(1960)
Dir - Enrique Carreras
Overall: MEH
This Argentine version of American International Pictures' Edgar Allan Poe anthology movie Tales of Terror has director Enrique Carreras stepping in for Roger Corman and Narciso Ibáñez Menta filling the Vincent Price role by appearing in all three stories as well as penning the screenplay. Obras Maestras del Terror, (Masterworks of Terror), itself was a television series that had previously run for three seasons, this full-length version being the theatrical tie-in that would also be re-released five years later in English speaking markets as Master of Horror, where it was dubbed and had the final "Tell-Tale Heart" segment omitted. Though it is a fun showcase for Menta and features a few nice, diabolical touches along the way, it does not provide much of an interesting variation on the often-filmed source material. The most severe issue is the two-hour running time as each installment could easily afford to lose at least fifteen to even twenty minutes, something that would obviously make for a tighter viewing experience. Since such unnecessary padding is detrimental, perhaps partaking of the American version and then the last five minutes of the aforementioned "Tell-Tale Heart" will suffice.
(1968)
Dir - Jean Rollin
Overall: GOOD
Jean Rollin's debut Le Viol du Vampire, (The Rape of the Vampire, The Queen of the Vampires), established many of the fantastique motifs that he would continue to use throughout his career. Originally commissioned as a short film by an owner of several local Paris theaters, it was expanded into a feature which explains it being broken up into two different sections and involving a barrage of characters who become increasingly difficult to keep track of. The movie is anything but coherent, yet abstract storytelling is just one of the elements to most of Rollin's work, this one being his only in black and white as well as featuring a particularly fitting avant-garde musical score. In addition to that, the usual components of beautiful women, evocative, on location scenery, minimal production qualities, and unprofessional actors whose awkward performances sit right at home with the surreal nature of everything else are also present. The length is problematic at times yet despite the small budget, many of Rollin's later films would utilize an even smaller one which makes the results here somewhat ambitious, though not at all in a bad way.

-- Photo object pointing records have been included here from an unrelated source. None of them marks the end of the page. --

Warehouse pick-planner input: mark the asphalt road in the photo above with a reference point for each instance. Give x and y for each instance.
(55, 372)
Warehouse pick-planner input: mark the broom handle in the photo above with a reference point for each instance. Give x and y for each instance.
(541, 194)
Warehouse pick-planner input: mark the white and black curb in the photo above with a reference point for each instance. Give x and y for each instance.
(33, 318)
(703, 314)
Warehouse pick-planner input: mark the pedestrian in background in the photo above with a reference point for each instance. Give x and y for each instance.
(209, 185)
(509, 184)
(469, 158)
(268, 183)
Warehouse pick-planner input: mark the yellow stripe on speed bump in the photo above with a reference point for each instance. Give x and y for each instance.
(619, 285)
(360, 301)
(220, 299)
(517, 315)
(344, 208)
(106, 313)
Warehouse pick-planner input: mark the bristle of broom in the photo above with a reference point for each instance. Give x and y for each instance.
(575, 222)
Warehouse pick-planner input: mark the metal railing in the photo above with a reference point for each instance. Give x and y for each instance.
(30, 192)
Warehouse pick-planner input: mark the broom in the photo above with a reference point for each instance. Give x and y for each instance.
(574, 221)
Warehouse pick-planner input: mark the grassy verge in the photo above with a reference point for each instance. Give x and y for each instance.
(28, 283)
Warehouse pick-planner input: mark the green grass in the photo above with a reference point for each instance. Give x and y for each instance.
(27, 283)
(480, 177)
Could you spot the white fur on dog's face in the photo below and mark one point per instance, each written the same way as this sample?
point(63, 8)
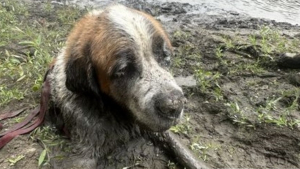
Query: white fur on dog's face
point(121, 52)
point(152, 79)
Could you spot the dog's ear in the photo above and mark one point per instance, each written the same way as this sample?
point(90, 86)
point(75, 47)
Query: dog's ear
point(81, 77)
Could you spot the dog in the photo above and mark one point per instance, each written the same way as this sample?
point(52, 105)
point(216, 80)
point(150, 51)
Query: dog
point(110, 83)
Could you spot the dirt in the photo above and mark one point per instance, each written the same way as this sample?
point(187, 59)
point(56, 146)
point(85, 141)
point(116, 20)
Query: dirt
point(223, 123)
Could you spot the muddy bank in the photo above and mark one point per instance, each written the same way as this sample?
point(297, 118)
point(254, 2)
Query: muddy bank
point(243, 108)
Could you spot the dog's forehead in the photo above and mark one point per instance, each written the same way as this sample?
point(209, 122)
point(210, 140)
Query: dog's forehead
point(140, 26)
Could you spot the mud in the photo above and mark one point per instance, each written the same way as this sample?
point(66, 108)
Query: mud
point(229, 119)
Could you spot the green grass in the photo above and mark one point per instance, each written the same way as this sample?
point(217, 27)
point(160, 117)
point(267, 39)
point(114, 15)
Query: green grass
point(28, 43)
point(30, 37)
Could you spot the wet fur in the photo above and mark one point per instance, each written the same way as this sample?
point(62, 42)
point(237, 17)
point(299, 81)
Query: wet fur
point(91, 102)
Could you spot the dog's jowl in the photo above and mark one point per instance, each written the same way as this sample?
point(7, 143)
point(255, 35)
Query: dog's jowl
point(110, 83)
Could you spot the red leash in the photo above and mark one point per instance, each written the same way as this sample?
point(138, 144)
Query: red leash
point(40, 112)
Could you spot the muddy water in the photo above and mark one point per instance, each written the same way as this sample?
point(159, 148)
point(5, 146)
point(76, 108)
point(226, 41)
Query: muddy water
point(278, 10)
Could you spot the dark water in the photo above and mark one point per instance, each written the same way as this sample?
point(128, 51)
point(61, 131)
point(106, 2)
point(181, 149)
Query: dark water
point(278, 10)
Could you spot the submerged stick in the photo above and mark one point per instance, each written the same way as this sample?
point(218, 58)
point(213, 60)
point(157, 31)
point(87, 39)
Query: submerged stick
point(184, 155)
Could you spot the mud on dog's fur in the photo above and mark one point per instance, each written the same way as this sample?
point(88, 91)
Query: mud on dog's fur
point(110, 83)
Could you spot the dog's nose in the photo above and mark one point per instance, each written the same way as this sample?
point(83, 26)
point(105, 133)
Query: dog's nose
point(170, 104)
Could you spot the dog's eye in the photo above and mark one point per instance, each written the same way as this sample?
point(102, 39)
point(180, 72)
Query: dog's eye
point(161, 52)
point(120, 72)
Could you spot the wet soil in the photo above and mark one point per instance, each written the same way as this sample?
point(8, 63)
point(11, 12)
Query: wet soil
point(223, 123)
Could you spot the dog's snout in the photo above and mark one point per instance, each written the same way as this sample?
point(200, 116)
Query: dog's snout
point(170, 104)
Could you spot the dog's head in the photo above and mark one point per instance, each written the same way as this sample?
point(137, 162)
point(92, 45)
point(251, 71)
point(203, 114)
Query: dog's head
point(124, 53)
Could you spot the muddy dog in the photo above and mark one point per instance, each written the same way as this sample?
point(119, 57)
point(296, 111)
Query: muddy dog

Depending on the source, Argentine sexploitation couple Armando Bo and Isabel Sarli's Embrujada, (Bewitched), was either released sometime in 1969 or 1976 and is one of the duo's numerous cinematic collaborations where Sarli is enormously naked throughout. As per the course, the emphasis is on then boundary-pushing sleaze. The synopsis has a kidnapped native woman who is made the wife of a brutal lumberyard owner that cannot get an erection, ergo sending her on a quest to have an Aryan, male baby with any man on earth that will lustfully satisfy here. This bizarre set-up is treated as such throughout since Bo's no-budget filmmaking abilities mean that he is at the mercy of stock footage from one of his earlier movies, plus the editing is hilariously arbitrary and the look of a folkloric demon called Pombero is nothing more than a guy in wool clothes wearing a garish Halloween mask who is always shown in broad daylight to make him even less threatening. Sarli's purpose seems to be as mouthwatering eye-candy as her character's lone personality trait is "horny", plus a significant portion of the running time is dedicated to gratuitous montages, almost all of which involve her in her birthday suite. There is also a "blink and you'll miss it" homosexual scene that is never explained which could have been thrown in merely to rustle some conservative feathers. In any event, this is a strange, Z-rent bit of Euro-trash if ever there was one.